As time went on, states began issuing bonds against future settlement revenues, raising capital based on the promise of payments that were already pegged to the local rate of tobacco consumption. Consequently, as a 2018 paper in the journal Public Health Reports notes, “the MSA [master settlement agreement] actually created a perverse incentive for states to protect the sale of cigarettes.” In one case, state attorneys general even “helped Phillip Morris fight a court judgment with the potential to bankrupt the company in part to ensure that the MSA payments would continue.”
The braiding together of public finance and private enterprise in the Tobacco Master Settlement Agreement has been well documented and widely criticized by lawmakers and jurists on both sides of the aisle. So it makes sense that many are concerned a similar fate might befall the (much smaller) payments promised by the nationwide opioid settlement.
Republican state legislators in Connecticut recently sent a letter to that state’s Democratic governor and attorney general, saying “We must not repeat the infamous misuse of the state’s tobacco settlement funds,” which they said had come to be relied upon as “a budgetary escape hatch.” (The attorney general answered that the AGs involved in the multiparty settlement were all committed to “‘abatement,’ i.e., strategies, initiatives and programs that help our states, victims and their families confront and overcome the crisis.”)
Several attorneys general, including Connecticut’s, have called on state legislatures and governors to establish firm “guide rails” to ensure opioid settlement money is not siphoned off into other budgetary areas.
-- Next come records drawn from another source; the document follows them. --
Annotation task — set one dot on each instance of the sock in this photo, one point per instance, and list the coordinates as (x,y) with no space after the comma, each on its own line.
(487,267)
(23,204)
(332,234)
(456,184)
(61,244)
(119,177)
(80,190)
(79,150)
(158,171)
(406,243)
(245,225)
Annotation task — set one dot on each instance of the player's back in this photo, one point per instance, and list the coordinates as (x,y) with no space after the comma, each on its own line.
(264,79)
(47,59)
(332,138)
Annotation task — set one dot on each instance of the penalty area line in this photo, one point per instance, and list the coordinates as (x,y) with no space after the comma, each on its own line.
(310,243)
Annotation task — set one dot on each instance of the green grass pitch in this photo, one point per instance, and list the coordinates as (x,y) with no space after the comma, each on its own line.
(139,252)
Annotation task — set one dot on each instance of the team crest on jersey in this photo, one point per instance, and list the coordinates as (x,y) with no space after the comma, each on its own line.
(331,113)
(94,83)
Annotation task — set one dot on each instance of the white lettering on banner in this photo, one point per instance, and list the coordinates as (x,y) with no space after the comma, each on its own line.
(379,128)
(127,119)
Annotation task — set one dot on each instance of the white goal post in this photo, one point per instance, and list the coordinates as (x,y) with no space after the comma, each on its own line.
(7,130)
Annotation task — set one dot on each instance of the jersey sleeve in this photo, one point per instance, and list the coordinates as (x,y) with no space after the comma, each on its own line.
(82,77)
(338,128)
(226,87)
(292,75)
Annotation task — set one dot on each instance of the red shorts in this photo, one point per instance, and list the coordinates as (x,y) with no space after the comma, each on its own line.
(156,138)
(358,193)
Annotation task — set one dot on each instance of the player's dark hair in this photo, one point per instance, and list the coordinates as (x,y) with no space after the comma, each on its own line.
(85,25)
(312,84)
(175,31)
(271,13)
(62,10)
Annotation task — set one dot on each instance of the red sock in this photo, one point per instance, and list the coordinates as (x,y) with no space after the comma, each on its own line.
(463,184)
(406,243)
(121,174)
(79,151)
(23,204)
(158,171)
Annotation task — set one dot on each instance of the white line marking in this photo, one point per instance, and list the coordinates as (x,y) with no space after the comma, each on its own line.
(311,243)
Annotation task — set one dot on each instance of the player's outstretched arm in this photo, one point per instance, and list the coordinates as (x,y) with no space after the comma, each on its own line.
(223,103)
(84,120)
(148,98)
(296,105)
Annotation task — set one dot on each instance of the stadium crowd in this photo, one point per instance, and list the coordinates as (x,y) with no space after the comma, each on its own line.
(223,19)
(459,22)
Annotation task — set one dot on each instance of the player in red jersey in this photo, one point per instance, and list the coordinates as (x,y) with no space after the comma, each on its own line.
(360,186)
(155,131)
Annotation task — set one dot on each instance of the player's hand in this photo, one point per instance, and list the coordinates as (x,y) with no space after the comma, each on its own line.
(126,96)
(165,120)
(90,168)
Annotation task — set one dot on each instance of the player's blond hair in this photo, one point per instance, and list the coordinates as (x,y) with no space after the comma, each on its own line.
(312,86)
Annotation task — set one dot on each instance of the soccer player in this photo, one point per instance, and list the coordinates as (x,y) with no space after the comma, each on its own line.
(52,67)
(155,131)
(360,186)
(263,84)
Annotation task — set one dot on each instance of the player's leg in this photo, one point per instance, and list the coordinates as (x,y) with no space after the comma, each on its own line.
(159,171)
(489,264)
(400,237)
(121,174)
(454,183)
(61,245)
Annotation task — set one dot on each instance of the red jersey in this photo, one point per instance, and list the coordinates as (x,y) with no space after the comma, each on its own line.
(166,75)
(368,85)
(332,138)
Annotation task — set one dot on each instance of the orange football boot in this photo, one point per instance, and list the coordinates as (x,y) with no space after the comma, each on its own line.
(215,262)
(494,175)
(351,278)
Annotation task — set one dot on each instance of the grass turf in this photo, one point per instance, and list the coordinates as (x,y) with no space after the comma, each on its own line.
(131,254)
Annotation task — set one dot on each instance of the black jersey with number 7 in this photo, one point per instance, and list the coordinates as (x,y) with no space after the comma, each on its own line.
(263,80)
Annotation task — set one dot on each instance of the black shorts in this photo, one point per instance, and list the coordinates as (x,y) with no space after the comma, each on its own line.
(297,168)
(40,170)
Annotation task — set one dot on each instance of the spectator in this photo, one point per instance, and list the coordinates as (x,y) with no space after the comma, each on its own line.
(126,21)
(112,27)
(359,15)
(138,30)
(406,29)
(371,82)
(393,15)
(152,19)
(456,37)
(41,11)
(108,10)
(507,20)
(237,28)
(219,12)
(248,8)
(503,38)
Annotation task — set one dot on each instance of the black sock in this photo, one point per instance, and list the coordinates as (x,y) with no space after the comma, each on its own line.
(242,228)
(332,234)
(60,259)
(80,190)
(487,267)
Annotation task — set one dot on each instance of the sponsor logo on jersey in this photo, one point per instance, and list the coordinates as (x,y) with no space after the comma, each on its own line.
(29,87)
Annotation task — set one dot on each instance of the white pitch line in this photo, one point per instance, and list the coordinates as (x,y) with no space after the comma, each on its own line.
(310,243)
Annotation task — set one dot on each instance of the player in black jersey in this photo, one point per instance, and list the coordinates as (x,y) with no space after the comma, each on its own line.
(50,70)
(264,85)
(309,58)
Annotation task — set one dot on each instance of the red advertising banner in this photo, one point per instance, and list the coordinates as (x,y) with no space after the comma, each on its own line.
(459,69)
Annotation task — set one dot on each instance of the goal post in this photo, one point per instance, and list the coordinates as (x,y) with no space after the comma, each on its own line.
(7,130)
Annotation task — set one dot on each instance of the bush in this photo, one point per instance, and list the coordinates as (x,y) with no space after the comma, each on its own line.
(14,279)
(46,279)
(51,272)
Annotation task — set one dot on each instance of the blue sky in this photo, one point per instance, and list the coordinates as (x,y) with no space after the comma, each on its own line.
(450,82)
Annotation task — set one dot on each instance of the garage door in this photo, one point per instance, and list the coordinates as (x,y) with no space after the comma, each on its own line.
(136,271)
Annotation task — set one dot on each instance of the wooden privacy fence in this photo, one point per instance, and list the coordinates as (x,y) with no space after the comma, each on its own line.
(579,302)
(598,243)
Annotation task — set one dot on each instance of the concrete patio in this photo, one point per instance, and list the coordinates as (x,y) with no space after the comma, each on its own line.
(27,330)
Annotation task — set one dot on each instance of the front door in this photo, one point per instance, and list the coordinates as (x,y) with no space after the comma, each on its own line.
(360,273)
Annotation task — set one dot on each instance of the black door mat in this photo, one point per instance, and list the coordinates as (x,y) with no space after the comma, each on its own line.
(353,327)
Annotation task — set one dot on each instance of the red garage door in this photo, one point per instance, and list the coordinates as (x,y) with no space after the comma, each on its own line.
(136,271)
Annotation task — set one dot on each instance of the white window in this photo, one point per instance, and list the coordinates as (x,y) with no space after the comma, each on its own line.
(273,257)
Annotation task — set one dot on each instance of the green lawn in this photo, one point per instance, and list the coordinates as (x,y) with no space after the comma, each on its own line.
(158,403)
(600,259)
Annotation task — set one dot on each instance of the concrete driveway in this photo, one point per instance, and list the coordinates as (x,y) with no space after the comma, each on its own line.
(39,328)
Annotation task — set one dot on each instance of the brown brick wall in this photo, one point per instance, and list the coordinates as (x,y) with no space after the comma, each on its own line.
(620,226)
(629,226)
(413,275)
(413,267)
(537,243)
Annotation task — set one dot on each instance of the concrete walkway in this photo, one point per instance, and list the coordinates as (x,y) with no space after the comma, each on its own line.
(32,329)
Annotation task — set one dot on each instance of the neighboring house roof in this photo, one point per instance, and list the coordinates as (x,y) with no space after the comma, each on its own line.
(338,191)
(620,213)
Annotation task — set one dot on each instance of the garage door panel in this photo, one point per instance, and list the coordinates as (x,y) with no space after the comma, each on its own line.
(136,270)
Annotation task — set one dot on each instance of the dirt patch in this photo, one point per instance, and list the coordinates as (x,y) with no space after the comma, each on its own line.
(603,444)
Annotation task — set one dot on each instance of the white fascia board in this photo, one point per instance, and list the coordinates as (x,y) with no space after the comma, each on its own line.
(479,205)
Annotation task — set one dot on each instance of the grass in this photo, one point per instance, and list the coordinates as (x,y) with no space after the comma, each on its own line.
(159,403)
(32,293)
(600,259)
But it is far from clear whether the funds currently promised to state governments are enough to combat the morbidity and mortality of the opioid crisis.
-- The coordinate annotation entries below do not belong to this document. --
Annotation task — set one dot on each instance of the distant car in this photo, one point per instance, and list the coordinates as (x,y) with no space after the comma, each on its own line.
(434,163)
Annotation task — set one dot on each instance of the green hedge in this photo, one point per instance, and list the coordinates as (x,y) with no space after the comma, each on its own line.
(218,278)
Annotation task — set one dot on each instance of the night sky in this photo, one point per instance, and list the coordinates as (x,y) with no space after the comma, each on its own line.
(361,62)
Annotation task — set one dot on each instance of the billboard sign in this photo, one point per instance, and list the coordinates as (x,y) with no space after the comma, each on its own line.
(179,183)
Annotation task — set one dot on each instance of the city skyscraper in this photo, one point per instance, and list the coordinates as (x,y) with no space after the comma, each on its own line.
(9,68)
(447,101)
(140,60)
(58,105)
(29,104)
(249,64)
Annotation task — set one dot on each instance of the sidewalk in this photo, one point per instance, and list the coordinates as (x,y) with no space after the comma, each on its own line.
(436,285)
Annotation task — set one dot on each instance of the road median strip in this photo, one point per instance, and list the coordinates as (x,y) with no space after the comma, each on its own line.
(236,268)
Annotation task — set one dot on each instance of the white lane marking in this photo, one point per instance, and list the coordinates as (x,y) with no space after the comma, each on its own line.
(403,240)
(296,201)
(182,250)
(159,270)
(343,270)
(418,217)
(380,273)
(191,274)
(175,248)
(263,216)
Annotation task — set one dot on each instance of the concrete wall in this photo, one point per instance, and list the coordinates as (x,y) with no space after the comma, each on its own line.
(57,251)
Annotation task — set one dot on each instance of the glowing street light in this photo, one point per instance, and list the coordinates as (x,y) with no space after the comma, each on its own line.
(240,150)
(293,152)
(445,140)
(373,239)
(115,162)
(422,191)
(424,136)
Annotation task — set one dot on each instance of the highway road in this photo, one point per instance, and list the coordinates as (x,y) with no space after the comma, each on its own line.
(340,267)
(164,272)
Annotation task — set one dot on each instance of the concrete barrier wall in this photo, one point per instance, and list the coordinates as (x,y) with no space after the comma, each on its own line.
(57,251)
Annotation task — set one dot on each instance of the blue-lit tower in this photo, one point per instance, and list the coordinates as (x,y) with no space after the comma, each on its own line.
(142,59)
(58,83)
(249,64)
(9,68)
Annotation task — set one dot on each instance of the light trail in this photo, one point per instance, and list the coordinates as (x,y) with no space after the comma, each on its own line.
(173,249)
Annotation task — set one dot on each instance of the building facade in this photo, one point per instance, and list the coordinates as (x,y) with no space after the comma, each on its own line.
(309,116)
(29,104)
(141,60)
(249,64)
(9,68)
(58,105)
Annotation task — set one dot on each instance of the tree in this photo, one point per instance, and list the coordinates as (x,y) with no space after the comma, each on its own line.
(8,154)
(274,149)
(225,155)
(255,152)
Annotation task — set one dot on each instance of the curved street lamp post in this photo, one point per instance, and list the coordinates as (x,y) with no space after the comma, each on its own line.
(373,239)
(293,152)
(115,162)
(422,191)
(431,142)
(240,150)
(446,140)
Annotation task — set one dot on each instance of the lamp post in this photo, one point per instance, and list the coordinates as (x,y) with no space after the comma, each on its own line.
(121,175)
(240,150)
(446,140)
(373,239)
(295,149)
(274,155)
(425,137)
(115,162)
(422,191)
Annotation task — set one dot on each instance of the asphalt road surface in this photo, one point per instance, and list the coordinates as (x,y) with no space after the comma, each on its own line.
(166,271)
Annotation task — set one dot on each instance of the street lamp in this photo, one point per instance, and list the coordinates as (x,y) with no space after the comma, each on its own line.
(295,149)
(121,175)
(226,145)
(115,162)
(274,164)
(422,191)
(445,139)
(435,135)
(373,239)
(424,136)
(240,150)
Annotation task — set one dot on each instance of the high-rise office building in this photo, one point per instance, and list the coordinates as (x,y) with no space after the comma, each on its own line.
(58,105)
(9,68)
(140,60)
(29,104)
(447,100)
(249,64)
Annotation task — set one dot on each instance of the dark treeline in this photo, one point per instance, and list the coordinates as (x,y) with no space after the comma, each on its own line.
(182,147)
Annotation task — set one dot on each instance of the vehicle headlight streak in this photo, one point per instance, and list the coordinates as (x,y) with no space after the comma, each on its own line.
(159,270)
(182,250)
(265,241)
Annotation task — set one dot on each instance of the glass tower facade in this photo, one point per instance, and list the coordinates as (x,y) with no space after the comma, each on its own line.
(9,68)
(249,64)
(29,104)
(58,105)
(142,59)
Connecticut, for example, stands to receive about $300 million over twenty years from the four corporate defendants (in 2019, Oklahoma was able to receive almost twice that from Johnson & Johnson alone). That would be enough money to provide desperately needed support to existing harm reduction organizations, and perhaps to shore up the state’s access to drugs like naloxone and methadone — but hardly enough to establish something like a single-payer system for inpatient drug rehabilitation, which may be closer to what the state actually needs.
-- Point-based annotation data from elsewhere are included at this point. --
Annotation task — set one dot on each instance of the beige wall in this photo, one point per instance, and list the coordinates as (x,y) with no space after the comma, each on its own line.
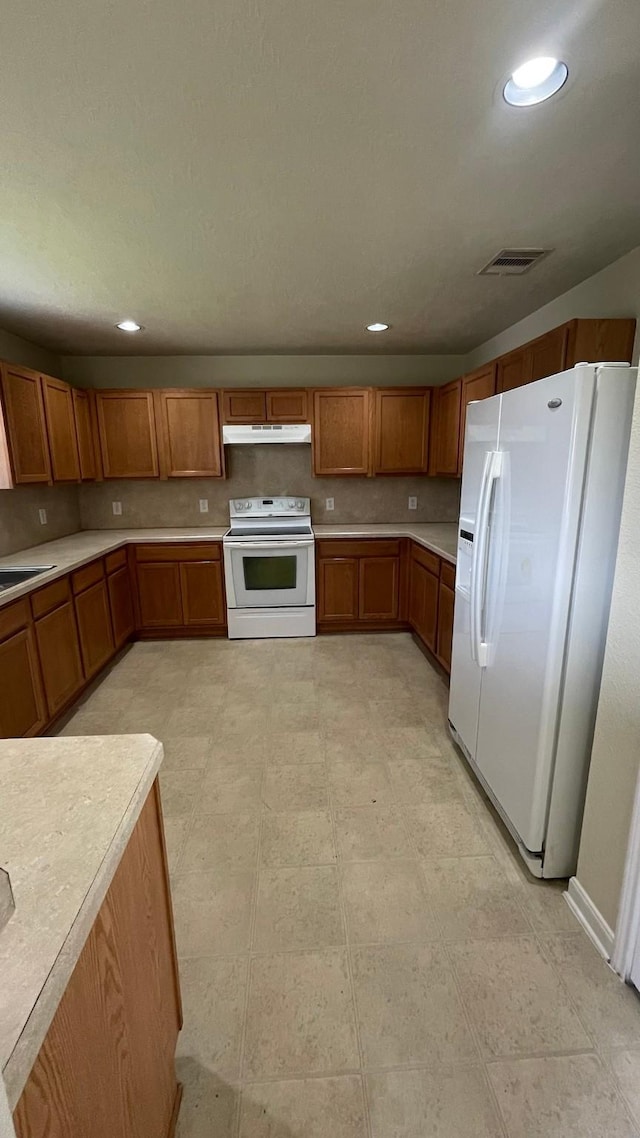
(268,470)
(260,371)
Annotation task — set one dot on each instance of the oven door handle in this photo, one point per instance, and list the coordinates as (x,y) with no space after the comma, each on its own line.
(270,545)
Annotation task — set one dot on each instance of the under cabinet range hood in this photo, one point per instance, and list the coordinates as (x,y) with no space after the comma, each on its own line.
(267,433)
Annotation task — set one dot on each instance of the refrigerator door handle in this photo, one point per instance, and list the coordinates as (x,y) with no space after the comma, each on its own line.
(491,473)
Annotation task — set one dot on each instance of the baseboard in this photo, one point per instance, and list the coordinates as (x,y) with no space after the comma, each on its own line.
(591,920)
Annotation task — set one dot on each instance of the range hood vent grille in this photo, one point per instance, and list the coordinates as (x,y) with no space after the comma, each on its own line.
(513,262)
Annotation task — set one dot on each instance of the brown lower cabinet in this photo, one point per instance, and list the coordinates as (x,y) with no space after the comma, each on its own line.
(106,1066)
The Legal and the Political
Four years ago, after my Pennsylvania hometown experienced more than fifty opiate overdoses in forty-eight hours, I wrote that the most dangerous response to the opioid crisis was one that rejected collective political action. “Even as drug addiction continues to tear a hot, bleeding swath through so many American communities, political intervention is still possible. More than that, it’s vital.”
Litigated settlements are a strange thing. Jurists say they crystallize social sentiment, delivering collective justice through mediated mechanisms that provide measurable results. But I think many of us feel, on a visceral if not an intellectual level, that a decision rendered in a courtroom is something altogether different than a political victory won through community struggle.
Soon we will know whether the settlement can actually mitigate the harms of mass opioid dependence. But confronting the social problems at the root of the addiction crisis will require a social movement that extends well beyond the courtroom. Whether this settlement contributes to building that project, or demobilizing it, is perhaps the most important unanswered question of all.